First Canadian Case of Variant Creutzfeldt-Jakob Disease (vCJD)
---------------------------------------------------------------
In April 2002, a suspected case of variant CJD was reported to Health
Canada's CJD Surveillance System. Because of the clinical presentation, age
of the patient and past multiple stays in the United Kingdom (UK), this was
classified as a possible vCJD case. However, the diagnosis of classical CJD
was also considered. As part of the investigation, a full medical history
was obtained.
The following information on this case can be shared: * The patient, a male
under the age of 50, had multiple stays in the UK during the outbreak of
bovine spongiform encephalopathy (BSE), commonly know as "mad-cow disease."
* While staying in the UK, the patient ate processed meat products.
Processed meat products made from cows infected with BSE carried a high
risk of transmission of BSE.
* After coming to Canada in the early 1990s, the patient ate very little
beef and had not eaten venison from deer or elk.
* The patient has not donated blood in Canada.
* The patient underwent a medical procedure in Canada.
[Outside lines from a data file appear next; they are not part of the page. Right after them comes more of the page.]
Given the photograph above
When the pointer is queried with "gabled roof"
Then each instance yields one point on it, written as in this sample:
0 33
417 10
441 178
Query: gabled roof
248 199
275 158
Upon learning of the patient's procedure, Health Canada immediately advised
the hospital to remove from service the medical devices used during the
procedure, until such time as a diagnosis be confirmed. The hospital
immediately complied with Health Canada's recommendation. Following the
death of the patient, an autopsy was performed and vCJD was confirmed by
Canadian experts. However, because this was the first case of vCJD
diagnosed in Canada, final confirmation was sought from an expert on vCJD
in the UK. This expert confirmed vCJD. The attending physician was notified
and spoke to the family of the patient.
The hospital, together with provincial authorities and Health Canada, has
identified individuals who were exposed to the medical devices before the
diagnosis of vCJD was suspected in that patient. As a precautionary
measure, the hospital has a plan of action in place to advise those
individuals not to donate blood, organs, or tissues. However, if any of
these individuals have donated blood since their procedure, their blood
components that have not been pooled will be retrieved and destroyed. If
any blood components donated by those individuals have been pooled, the
theoretical and remote risk of vCJD transmission does not merit further action.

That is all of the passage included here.